If you’re like most of us, no holiday or vacation can seem quite complete without letting loose, relaxing and blowing off some steam with a drink, or maybe three or four. This is especially true for any trip to a tropical locale, as there’s something about the combination of sun, sand and surf that’s just begging for a few drinks. If this sounds like it describes you, the one thing you’ll be happy to note is that all of the ships in Norwegian’s fleet offer a number of different bars, restaurants, and other places where passengers can whet their whistle.
At the end of the day, you’ll have no shortage of places to grab a beer, wine or cocktail, both onboard and whilst in port. Nonetheless, one of the most common complaints from cruise goers is that drinks on board the ships are notoriously pricey—no matter which cruise line you happen to be travelling with—and it’s for this reason that so many people are curious about the policies for bringing their own bottles of booze on board.
NCL’s Alcohol Policy
One of the beauties of cruising with Norwegian is the laid-back, freestyle attitude, and this applies to their drinking policy as well. Passengers are of course expected to maintain a semblance of order and composure, but this doesn’t mean that you still can’t party hard all night long; that is, if you can afford the high price of drinks offered in the bars, restaurants and through room service.
Bring Your Own Wine On Board for a Nominal Fee
Like most other major cruise lines, Norwegian has a strict NCL alcohol policy of not allowing customers to bring alcoholic drinks on board.

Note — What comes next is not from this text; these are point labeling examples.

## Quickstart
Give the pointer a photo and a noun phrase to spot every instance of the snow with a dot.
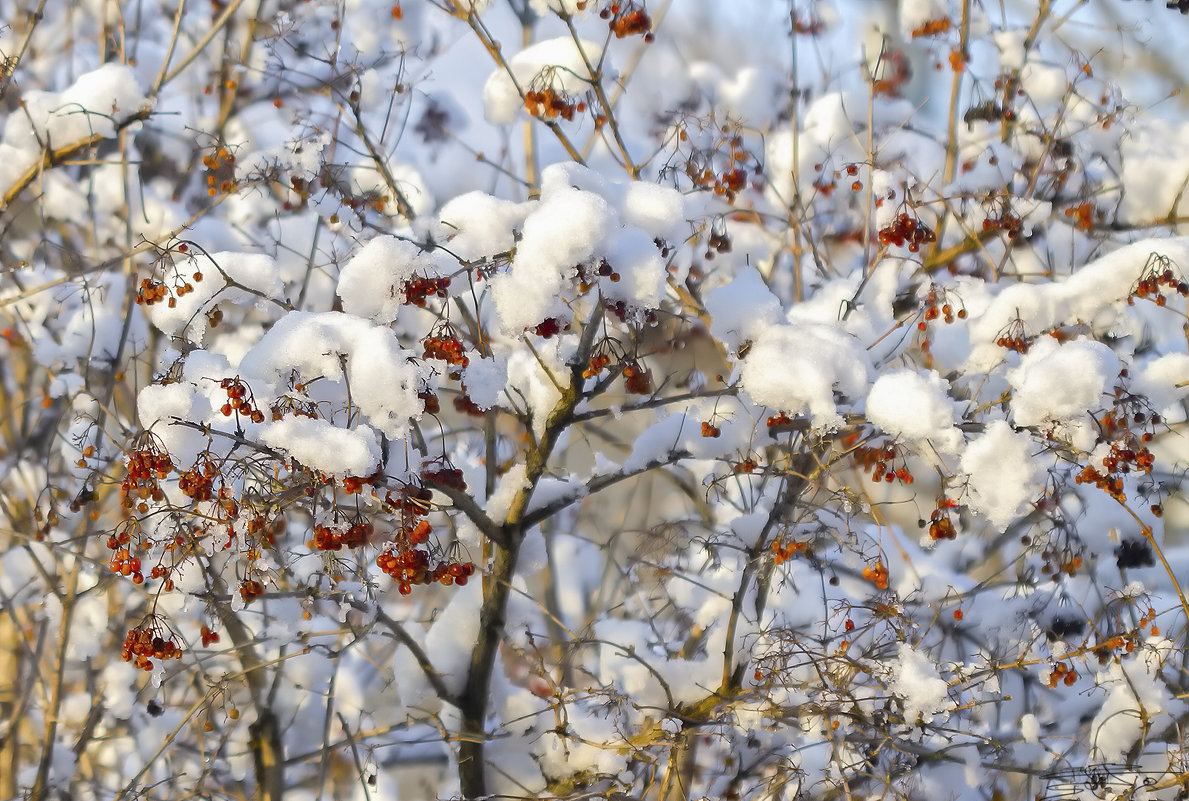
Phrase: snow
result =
(797, 369)
(1058, 383)
(1002, 473)
(914, 405)
(555, 63)
(920, 688)
(371, 284)
(324, 447)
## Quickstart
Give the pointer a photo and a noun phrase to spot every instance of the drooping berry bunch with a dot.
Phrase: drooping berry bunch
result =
(1128, 426)
(197, 483)
(415, 290)
(713, 157)
(779, 421)
(1158, 272)
(1063, 673)
(628, 19)
(416, 566)
(880, 460)
(250, 590)
(549, 103)
(906, 229)
(148, 642)
(239, 401)
(1082, 215)
(444, 344)
(445, 475)
(152, 291)
(148, 465)
(220, 165)
(598, 363)
(878, 574)
(410, 559)
(1016, 336)
(938, 304)
(786, 549)
(126, 565)
(636, 378)
(1004, 219)
(586, 276)
(941, 527)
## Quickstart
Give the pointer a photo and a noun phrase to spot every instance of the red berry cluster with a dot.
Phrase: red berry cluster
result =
(604, 270)
(598, 363)
(549, 327)
(146, 467)
(290, 405)
(447, 347)
(1006, 221)
(937, 304)
(149, 642)
(717, 243)
(906, 229)
(549, 103)
(153, 291)
(628, 19)
(1128, 427)
(220, 165)
(356, 535)
(785, 549)
(941, 527)
(354, 484)
(779, 421)
(197, 483)
(413, 566)
(1158, 273)
(416, 289)
(126, 565)
(1016, 336)
(880, 460)
(636, 378)
(1063, 673)
(239, 401)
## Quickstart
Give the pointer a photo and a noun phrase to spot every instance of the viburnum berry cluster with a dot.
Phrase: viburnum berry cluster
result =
(941, 525)
(782, 550)
(239, 401)
(445, 345)
(549, 103)
(1016, 336)
(938, 304)
(907, 229)
(148, 465)
(1158, 281)
(1127, 428)
(152, 639)
(628, 19)
(880, 461)
(417, 289)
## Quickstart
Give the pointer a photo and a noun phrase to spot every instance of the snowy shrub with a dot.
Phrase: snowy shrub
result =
(589, 398)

This, of course, has led to many passengers constantly trying to smuggle booze on to the boat; however luggage is strictly controlled and the staff has seen all the tricks, making it incredibly likely anything you try to bring will quickly be confiscated. In other words, don’t try it – you’ll probably get caught!
Nonetheless, Norwegian has made one exception to their alcohol policy when it comes to wine/champagne. Passengers are allowed to bring their own bottles of wine to consume on board, both in the restaurants and public areas or in the comfort of their own cabins, but are required to pay a cork fee for each bottle upon boarding. Still, this is nothing new, as the majority of major cruise operators also allow this same service.
However, there are two things about NCL’s policy has sets them apart from the rest. Firstly, there is typically a limit of one or two bottles per person or per cabin on most cruises, whereas Norwegian allows all passengers of legal drinking age to bring an unlimited number as long as the cork fees are paid. Speaking of the fees, this is the other area where Norwegian is at the head of crowd. While some companies charge as much as $25 per 700ml bottle or higher, you’ll pay a flat price of $15 per 700ml bottle, $20 per 1 liter, and only $25 for those whopping 1.5 liter magnum bottles.
Overall, drinks on board a cruise are never going to be cheap, but when sailing with Norwegian, you can definitely save yourself a bit of money by bringing on your own wine—especially for those occasions when you want something special and any normal bottle just won’t do.